I was saying that I prefer to rest this regret Motion on the traditional common-law principle against retrospectivity. When we debated before the recess the Sentencing (Pre-consolidation Amendments) Bill, the noble and learned Lord rightly described the Bill as ensuring that it did not,
“contravene the general common law presumption against retroactivity.”—[Official Report, 11/2/20; col. 2253.]
The noble and learned Lord, Lord Hope of Craighead, described the principle as being,
“that the convicted person is not dealt with by the imposition of a penalty of any kind that is more onerous than that which applied when the offence was committed.”—[Official Report, 11/2/20; col. 2249.]
The penalty that applied when the 2003 Act was being applied meant automatic release at the one-half point. This Bill requires consideration of—not automatic —release only at the two-thirds point. That is one-third longer, and that is the point that I make. The noble and learned Lord, Lord Falconer of Thoroton, expressed anxieties on this point during the course of that debate, and I share them.
My concern, therefore, is simply that an offender convicted before this Bill is statutorily entitled to release at one half, under an automatic response. If this Bill is passed unamended, his release will be deferred until after the two-thirds point, and then only on a Parole Board assessment.

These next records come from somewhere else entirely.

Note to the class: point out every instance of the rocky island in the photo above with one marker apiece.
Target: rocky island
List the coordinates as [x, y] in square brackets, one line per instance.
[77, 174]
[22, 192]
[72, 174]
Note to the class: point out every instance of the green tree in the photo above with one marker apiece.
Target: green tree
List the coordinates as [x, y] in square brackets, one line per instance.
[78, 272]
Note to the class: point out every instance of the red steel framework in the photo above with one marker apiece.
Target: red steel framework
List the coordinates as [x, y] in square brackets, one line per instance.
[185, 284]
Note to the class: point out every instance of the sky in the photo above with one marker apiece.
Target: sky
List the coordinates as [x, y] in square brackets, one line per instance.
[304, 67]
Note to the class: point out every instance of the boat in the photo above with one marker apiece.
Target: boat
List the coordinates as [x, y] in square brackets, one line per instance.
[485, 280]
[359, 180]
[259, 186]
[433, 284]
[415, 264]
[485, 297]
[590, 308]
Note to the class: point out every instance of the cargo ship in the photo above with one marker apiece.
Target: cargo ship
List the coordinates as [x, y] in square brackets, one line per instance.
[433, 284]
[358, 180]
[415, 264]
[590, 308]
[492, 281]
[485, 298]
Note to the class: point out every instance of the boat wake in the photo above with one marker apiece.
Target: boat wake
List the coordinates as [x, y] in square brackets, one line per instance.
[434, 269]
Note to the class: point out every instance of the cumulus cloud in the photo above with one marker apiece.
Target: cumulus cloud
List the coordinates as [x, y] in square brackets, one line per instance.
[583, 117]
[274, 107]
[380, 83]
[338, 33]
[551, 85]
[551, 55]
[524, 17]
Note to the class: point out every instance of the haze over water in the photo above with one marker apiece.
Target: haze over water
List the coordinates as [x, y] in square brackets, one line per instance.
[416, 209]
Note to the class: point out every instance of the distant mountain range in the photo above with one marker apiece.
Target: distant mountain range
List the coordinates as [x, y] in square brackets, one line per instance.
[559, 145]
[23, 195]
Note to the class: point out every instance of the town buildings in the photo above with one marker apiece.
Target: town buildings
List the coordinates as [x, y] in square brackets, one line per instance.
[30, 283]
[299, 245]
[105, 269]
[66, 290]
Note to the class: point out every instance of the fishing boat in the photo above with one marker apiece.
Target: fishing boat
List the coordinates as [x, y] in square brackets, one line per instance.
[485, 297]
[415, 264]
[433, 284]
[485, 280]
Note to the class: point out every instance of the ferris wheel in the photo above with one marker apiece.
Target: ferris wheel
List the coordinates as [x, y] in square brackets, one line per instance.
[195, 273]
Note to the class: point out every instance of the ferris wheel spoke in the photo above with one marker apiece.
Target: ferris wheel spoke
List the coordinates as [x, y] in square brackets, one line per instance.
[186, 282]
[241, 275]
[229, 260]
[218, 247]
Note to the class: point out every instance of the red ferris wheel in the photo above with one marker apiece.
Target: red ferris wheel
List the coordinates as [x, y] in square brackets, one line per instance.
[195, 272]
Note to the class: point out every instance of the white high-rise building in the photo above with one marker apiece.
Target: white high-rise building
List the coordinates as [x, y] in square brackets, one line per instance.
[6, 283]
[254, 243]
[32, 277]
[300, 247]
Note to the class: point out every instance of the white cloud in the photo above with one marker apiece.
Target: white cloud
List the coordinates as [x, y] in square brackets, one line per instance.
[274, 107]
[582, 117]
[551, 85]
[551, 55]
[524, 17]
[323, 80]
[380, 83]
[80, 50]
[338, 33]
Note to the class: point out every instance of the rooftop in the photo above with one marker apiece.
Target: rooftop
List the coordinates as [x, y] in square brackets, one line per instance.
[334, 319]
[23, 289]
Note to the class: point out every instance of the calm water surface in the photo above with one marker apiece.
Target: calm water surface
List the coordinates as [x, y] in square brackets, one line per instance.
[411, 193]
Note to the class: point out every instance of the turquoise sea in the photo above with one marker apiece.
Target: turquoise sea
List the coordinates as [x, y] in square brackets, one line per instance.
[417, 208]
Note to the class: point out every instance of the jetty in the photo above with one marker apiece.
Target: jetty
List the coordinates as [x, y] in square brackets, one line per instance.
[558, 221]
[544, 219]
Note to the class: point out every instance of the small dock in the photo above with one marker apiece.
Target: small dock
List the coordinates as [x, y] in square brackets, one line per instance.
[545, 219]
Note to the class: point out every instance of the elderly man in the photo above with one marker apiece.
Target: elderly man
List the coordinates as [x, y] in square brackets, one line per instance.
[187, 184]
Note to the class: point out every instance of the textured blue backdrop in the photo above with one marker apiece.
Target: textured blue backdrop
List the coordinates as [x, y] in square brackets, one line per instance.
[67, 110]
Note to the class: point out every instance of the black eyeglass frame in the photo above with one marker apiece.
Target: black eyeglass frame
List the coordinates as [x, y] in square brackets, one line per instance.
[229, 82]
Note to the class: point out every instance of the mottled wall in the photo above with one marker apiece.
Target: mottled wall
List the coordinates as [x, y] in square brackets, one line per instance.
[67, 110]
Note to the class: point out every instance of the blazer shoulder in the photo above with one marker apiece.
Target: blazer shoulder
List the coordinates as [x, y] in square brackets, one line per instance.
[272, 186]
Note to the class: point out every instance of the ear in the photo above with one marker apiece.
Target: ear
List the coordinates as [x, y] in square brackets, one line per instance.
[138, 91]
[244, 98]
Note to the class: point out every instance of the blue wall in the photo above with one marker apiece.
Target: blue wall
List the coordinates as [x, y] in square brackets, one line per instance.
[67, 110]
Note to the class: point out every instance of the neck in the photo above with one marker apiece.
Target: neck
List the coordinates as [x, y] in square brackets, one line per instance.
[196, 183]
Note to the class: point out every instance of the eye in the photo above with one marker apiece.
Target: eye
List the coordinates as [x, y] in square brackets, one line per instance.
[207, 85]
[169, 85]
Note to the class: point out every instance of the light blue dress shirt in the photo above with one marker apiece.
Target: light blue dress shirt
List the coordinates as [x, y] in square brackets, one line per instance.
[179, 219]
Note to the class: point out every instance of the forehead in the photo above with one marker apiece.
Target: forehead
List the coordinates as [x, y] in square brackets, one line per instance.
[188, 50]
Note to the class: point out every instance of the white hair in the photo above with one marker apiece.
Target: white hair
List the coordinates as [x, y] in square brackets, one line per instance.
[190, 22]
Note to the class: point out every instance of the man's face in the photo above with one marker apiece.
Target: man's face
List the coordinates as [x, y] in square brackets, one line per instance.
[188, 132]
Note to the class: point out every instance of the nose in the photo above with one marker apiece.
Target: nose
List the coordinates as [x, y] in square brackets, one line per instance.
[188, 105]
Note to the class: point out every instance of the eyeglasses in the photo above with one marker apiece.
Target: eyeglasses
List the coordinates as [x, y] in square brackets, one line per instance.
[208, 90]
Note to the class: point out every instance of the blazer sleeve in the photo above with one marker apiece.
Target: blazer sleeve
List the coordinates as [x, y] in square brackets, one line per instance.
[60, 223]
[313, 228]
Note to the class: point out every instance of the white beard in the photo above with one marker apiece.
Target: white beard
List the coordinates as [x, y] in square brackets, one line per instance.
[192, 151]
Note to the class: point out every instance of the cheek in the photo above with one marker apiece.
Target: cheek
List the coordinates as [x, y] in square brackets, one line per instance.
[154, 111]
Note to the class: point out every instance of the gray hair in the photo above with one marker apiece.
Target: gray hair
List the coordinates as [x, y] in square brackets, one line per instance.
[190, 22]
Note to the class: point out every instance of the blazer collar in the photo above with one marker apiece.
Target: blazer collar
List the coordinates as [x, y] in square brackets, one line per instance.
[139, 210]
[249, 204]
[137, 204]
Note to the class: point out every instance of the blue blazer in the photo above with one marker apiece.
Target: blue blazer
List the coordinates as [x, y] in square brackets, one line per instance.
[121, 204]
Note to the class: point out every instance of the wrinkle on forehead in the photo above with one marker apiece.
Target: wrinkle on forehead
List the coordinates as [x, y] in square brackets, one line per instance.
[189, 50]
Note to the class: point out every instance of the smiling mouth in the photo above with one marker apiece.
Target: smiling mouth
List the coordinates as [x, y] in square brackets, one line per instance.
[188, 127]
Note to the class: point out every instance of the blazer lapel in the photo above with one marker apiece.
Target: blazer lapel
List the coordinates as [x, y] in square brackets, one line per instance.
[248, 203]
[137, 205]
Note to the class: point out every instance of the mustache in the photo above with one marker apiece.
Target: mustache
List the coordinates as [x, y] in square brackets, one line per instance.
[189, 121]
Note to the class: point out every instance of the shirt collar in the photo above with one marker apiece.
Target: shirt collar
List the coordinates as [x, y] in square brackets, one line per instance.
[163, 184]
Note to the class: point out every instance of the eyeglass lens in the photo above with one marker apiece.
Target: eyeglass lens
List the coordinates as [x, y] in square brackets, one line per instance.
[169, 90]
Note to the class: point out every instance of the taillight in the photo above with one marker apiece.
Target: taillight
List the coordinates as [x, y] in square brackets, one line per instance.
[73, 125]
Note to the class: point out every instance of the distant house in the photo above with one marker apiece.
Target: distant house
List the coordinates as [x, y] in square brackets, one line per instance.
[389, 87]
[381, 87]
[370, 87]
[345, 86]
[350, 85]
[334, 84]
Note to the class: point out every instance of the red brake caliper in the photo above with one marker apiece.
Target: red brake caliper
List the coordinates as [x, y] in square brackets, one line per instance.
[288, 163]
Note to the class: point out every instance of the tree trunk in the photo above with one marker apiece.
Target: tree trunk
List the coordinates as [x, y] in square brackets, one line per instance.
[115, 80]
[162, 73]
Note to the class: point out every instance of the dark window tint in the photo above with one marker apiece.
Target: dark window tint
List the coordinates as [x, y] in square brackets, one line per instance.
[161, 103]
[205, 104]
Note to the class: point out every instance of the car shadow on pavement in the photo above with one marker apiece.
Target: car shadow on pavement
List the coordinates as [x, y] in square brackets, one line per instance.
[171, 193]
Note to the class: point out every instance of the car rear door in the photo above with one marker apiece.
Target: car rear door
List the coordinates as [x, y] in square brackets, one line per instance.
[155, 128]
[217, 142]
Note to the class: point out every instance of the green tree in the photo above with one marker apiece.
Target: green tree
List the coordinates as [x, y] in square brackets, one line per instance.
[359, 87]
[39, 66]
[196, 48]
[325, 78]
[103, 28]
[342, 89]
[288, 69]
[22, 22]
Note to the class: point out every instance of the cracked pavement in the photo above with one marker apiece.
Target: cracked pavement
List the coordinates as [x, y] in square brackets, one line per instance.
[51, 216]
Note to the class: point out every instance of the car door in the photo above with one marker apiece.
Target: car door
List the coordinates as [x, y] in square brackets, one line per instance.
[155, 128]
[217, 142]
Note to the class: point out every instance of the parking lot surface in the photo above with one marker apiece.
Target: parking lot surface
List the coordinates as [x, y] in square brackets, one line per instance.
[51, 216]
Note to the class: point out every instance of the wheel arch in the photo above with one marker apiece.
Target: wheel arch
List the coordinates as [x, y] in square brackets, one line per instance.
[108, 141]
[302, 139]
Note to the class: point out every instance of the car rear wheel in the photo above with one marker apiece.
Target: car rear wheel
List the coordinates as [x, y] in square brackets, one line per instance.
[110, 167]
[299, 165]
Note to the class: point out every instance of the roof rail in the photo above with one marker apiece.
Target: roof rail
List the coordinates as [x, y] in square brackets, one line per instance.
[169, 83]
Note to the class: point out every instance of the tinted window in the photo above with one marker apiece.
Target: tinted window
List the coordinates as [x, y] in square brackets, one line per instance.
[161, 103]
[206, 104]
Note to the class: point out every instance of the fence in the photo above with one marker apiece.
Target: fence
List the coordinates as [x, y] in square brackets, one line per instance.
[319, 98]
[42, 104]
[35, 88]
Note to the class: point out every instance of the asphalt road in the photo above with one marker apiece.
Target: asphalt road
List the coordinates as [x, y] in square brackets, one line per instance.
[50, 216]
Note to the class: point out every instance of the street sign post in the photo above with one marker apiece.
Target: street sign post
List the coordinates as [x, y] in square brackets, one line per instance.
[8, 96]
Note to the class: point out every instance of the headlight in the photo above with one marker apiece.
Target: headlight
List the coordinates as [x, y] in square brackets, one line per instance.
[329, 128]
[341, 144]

At Second Reading in the House of Commons, the Lord Chancellor tried to argue that this does not mean that the Bill will change retrospectively the sentence imposed by the court:
“Release arrangements are part of the administration of a sentence, and the overall penalty remains unchanged.”
That is the point made on Abedin by the noble Lord, Lord Pannick. A little later, however, the Lord Chancellor rather gave the game away in abandoning this position when he said:
“The justification for this emergency, retrospective legislation—out of the ordinary though I accept it is—is to prevent the automatic release of terrorist defenders in the coming weeks and months.”—[Official Report, Commons, 12/2/20; col. 872.]
Indeed, the noble and learned Lord today, in opening this debate, accepted that the Bill had retrospective effect but argued that it did not offend against Article 7.1. The Bill is retrospective, whatever the position under Article 7.1, and I do not believe that the Government have made a strong, evidence-based case for retrospection.
I will add only this. To impose apparent injustice on serving prisoners risks their being less amenable to rehabilitation, more resentful of their having their time in custody increased, and so more dangerous on release then they might otherwise have been. Significantly, the impact assessment at page 2 recognises both this risk and the risk to rehabilitation in the Bill, saying:
“A later release date and reduced (or no) licence period could disrupt offenders’ and family relationships and reduce opportunities for rehabilitation in the community, this would be more severe for young offenders and children convicted of terrorist offences. Additionally, there is a risk of prisoner frustration, disengagement or unrest at changing release arrangements, though there is little evidence to support how prisoners will actually react, and reaction is likely to vary from prisoner to prisoner.”
I fear that we abandon long-established principles at our peril. The peril is worse still when we legislate in a rush. We have amendments down in Committee seeking a review after a year of the operation of this legislation. We regard such a review as extremely important to consider its functioning when we have been denied, as we have, proper scrutiny at this stage. It is our intention to press those amendments in Committee. I beg to move.